By the time of trial, the shipowners had admitted that the excessive heating of the ship`s bunker fuels caused damage to a small part of the cargo in the hold no.4 and this was a breach by the shipowners of the contract of carriage evidenced by the Bills of Lading. But the shipowners contended that the damages claimed were overstated and that the true extent of the damaged cargo was no more than 300 MT. 
The shipowners alleged that the cargo owners acted unreasonably when asked the segregation of the heat damaged soybeans with the use of grabs and when concluded the salvage sale for the rejected cargo quantity of 3,631.79 MT before obtaining the results of the laboratory analysis of the cargo samples.
The English Commercial Court held that based on the evidence from the photos taken by surveyors at the time of discharge, the part of the cargo damaged by heat was within 50 cm of the heated fuel oil tank and based on the area of the fuel oil tank, the maximum quantity of cargo affected by heat damage could not have been more than 80 MT. Nonetheless, the Court held that the use of grabs for the segregation of the heat damaged soybeans from the sound soybeans was not unreasonable because the cargo owners could not know at the time of discharge the extent of the heat damage and the surveyors acting on behalf of the ship`s P&I Club did not propose an alternative method of segregation at the time of discharge. This method of segregation avoided the risk of substantial delay and significant admixture throughout the whole cargo stow in the hold no.4.
Once the sound and heat damaged soybeans were admixed at the time of discharge by grabs, it was not practical to attempt to further segregate them.
The segregation of the heat damaged soybeans by grabs and the subsequent sale of the segregated quantity at a discount of 18% of the invoice price was a direct consequence of the shipowners` breach of the contract of carriage.
The cargo owners` decision to sell the rejected cargo quantity through a salvage tender without obtaining first a certificate of analysis was reasonable, because it was not known at the time the actual condition and moisture content of that cargo quantity. 
Even though it was later find out that the rejected cargo quantity was actually in a sound condition at the time of the salvage sale on 24-25 September 2020, it could not have remained in that condition if it had been left in the warehouse until early December 2020 when the certificates of analysis were issued due to the improper storage conditions (water leaking from the warehouse ceiling) and the storage costs.
While the risks of further cargo deterioration due to the improper storage conditions were not the shipowners` responsibility, a prompt sale at a discount of 18% on the invoice price protected against further deterioration attributable to the shipowners` breach, including ongoing storage conditions.
As a result, the judge held that Ameropa, as assignee of the Bills of Lading holder rights, was entitled to recover the sum of USD 293,755.10 as contractual damages based on the difference between the CIF invoice value of a sound cargo and the actual value of the cargo on arrival at discharge port5.

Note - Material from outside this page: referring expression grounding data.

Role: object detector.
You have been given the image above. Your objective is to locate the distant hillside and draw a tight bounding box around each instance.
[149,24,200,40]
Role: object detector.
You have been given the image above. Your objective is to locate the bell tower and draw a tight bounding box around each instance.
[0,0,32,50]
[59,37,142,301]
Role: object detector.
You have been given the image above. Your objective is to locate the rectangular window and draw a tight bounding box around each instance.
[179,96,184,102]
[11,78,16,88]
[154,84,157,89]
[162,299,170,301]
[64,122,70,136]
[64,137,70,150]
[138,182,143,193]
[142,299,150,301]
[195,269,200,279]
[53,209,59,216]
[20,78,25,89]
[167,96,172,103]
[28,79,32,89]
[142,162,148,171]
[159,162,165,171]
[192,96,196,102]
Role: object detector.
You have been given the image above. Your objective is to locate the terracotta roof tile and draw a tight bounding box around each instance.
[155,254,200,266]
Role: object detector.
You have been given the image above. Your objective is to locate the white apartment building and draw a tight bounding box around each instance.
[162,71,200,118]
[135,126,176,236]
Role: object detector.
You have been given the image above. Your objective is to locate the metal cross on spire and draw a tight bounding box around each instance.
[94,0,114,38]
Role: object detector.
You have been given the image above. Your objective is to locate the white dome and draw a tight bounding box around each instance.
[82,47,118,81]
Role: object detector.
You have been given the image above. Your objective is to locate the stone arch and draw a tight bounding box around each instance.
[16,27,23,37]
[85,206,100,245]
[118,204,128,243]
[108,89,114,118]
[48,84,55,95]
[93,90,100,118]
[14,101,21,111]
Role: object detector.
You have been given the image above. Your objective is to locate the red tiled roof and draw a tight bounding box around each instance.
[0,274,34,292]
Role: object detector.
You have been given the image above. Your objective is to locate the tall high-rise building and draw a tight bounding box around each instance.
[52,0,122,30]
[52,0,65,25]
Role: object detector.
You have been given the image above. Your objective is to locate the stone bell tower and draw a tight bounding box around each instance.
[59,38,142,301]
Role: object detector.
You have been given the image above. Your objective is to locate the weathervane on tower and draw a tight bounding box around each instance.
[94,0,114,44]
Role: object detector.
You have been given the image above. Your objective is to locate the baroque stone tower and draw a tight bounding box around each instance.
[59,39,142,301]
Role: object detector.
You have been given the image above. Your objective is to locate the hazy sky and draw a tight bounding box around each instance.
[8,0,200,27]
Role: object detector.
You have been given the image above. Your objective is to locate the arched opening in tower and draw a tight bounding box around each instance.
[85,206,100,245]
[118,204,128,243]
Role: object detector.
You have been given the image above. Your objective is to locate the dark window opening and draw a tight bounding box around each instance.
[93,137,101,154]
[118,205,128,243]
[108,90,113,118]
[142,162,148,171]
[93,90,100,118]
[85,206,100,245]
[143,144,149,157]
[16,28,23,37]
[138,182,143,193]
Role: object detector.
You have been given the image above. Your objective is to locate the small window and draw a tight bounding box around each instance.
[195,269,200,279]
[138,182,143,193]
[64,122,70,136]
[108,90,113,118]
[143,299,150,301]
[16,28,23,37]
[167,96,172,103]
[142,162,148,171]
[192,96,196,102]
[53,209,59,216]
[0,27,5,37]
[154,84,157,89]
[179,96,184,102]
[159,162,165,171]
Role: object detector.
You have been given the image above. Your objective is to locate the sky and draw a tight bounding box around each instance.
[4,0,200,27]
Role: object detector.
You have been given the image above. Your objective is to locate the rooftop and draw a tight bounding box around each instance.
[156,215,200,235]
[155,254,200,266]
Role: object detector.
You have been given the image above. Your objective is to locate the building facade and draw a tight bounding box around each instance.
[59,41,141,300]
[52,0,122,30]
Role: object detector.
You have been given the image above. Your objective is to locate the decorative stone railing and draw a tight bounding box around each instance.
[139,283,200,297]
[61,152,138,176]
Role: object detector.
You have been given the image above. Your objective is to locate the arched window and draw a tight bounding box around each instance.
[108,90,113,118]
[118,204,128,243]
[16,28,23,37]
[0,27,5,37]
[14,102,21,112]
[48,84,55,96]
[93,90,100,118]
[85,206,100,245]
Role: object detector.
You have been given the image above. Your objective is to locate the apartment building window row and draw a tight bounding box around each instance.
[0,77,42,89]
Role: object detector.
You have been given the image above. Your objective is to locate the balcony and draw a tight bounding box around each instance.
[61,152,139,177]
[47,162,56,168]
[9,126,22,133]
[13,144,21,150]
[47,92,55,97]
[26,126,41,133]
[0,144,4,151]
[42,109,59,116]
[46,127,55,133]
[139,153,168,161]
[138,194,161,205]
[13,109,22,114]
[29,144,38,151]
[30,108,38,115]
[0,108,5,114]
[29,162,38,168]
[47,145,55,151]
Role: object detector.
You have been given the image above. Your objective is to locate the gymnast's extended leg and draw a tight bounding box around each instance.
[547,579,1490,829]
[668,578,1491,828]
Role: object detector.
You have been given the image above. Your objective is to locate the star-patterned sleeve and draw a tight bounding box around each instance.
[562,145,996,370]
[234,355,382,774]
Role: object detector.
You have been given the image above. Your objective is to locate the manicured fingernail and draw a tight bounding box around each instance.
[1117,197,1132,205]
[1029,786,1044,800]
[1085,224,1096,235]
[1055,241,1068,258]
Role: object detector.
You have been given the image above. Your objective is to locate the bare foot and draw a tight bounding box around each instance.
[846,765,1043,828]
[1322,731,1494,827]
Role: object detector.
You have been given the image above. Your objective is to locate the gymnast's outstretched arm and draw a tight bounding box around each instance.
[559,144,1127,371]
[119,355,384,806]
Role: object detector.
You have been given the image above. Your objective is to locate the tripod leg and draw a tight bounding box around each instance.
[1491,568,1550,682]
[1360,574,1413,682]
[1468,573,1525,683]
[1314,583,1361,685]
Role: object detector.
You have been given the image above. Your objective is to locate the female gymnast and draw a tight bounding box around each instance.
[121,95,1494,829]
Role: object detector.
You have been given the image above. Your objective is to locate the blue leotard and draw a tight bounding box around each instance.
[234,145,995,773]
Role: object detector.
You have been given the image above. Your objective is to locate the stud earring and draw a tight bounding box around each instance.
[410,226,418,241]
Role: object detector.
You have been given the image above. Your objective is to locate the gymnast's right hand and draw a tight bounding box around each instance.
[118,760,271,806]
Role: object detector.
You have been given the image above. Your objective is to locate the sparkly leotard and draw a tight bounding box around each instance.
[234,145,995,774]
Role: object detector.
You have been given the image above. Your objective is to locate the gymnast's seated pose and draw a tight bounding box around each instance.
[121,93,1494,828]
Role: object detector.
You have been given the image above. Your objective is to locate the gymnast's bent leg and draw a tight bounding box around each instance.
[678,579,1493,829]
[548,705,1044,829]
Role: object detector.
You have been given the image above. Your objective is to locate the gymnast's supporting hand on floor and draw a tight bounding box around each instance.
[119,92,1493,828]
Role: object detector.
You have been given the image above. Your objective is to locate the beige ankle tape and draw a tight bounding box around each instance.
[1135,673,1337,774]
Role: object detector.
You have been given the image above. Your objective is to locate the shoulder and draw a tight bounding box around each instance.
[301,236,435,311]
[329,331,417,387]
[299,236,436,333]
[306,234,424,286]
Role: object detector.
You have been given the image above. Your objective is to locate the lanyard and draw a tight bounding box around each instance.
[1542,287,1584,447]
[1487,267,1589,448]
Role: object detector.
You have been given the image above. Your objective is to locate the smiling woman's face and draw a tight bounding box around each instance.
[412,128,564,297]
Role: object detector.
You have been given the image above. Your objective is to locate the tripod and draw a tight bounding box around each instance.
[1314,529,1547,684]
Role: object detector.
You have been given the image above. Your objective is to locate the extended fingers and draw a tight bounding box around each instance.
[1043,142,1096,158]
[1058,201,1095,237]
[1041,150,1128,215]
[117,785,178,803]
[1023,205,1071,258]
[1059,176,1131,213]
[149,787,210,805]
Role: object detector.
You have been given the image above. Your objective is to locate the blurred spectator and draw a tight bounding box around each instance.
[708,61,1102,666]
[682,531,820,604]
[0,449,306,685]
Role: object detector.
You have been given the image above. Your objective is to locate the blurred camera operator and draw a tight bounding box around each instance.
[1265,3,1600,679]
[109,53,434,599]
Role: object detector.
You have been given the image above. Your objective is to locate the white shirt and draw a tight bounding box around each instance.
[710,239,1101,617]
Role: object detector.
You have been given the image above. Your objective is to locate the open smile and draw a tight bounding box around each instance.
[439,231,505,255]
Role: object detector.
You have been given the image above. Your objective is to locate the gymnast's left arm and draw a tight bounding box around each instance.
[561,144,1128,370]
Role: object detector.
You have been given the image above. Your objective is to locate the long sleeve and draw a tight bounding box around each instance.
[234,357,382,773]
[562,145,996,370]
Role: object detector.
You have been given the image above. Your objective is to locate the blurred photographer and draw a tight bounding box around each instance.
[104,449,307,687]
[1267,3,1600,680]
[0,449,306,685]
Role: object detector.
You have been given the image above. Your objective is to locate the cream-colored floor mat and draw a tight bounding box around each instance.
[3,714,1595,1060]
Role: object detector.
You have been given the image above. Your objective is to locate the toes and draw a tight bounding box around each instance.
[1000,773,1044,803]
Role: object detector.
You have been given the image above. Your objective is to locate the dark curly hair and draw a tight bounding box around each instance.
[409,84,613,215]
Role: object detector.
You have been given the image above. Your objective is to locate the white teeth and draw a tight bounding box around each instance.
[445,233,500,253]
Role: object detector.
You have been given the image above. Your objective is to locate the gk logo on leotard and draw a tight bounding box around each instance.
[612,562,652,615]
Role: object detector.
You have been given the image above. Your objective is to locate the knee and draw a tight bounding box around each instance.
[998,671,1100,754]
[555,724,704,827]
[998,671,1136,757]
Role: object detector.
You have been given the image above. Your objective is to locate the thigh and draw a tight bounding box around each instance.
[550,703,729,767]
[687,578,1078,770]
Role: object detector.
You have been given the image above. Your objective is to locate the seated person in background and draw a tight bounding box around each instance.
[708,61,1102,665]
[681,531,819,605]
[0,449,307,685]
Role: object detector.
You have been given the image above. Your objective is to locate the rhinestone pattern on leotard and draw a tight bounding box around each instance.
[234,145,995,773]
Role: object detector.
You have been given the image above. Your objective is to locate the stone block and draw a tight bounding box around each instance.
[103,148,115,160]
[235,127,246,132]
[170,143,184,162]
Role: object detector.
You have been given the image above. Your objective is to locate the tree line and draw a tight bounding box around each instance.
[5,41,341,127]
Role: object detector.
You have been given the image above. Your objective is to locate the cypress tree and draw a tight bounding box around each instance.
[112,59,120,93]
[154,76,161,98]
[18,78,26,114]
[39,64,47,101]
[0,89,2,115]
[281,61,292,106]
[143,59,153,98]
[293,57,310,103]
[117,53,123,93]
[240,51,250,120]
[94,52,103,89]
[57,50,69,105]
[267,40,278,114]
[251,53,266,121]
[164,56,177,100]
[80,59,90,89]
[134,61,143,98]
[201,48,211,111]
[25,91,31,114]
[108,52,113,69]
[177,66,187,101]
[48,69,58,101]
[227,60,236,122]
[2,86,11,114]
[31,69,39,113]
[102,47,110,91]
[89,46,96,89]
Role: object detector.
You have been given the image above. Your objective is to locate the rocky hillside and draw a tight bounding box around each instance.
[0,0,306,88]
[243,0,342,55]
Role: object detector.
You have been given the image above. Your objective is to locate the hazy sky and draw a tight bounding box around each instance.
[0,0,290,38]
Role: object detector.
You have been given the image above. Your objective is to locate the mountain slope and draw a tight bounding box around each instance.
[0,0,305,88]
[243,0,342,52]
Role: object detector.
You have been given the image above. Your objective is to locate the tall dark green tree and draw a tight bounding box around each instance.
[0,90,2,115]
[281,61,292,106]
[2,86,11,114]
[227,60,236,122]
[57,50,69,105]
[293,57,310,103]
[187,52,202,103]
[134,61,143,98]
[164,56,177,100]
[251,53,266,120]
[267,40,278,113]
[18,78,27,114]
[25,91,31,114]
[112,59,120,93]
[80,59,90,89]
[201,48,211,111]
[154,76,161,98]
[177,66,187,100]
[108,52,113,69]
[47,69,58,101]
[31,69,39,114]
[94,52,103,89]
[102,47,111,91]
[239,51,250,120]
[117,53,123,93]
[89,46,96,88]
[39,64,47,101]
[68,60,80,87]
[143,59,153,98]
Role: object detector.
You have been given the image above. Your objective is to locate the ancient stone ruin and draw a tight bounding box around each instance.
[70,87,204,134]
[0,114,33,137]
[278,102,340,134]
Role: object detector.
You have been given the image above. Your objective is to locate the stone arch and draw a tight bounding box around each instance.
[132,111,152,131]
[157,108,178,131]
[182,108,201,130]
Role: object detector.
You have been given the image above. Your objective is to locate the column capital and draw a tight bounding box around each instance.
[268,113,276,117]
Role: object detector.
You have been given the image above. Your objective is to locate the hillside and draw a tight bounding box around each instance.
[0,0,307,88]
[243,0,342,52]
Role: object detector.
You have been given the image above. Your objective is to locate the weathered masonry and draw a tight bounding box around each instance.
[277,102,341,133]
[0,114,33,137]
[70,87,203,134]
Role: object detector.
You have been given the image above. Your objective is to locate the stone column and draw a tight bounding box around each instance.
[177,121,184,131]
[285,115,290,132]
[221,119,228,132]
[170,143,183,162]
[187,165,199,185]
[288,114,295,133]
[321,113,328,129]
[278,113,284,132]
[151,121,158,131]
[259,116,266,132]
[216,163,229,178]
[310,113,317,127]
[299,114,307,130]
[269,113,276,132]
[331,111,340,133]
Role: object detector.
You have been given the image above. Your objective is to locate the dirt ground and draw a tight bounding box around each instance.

by Vlad Cioarec, International Trade Consultant

This article has been published in Commoditylaw`s Grain Trade Review Edition No.10.

Endnotes:

1. [2023] EWHC 3264 (Comm)
2. It was actually the CIF seller, Ameropa, who arranged the salvage tender and the subsequent sale of the quantity of 3,631.79 MT, but it did so on behalf of the CIF buyer.
3. See AMS Ameropa Marketing and Sales AG & Anor v. Ocean Unity Navigation Inc. (Re "Doric Valour"), [2024] EWCA Civ. 1312
4. See Sevylor Shipping And Trading Corp v. Altfadul Company for Foods, Fruits & Livestock & Anor, [2018] EWHC 629 (Comm); [2018] 2 Lloyd`s Rep. 33
5. The claim for the transport, storage and survey costs was rejected because the transport, storage and survey invoices showed that those costs were incurred by Ameropa and not by International Oil Multiseed Extraction Co.. The  transport, storage and survey costs could have been recovered only if the claimant have proved that such costs were incurred by the Bills of Lading holder, International Oil Multiseed Extraction Co.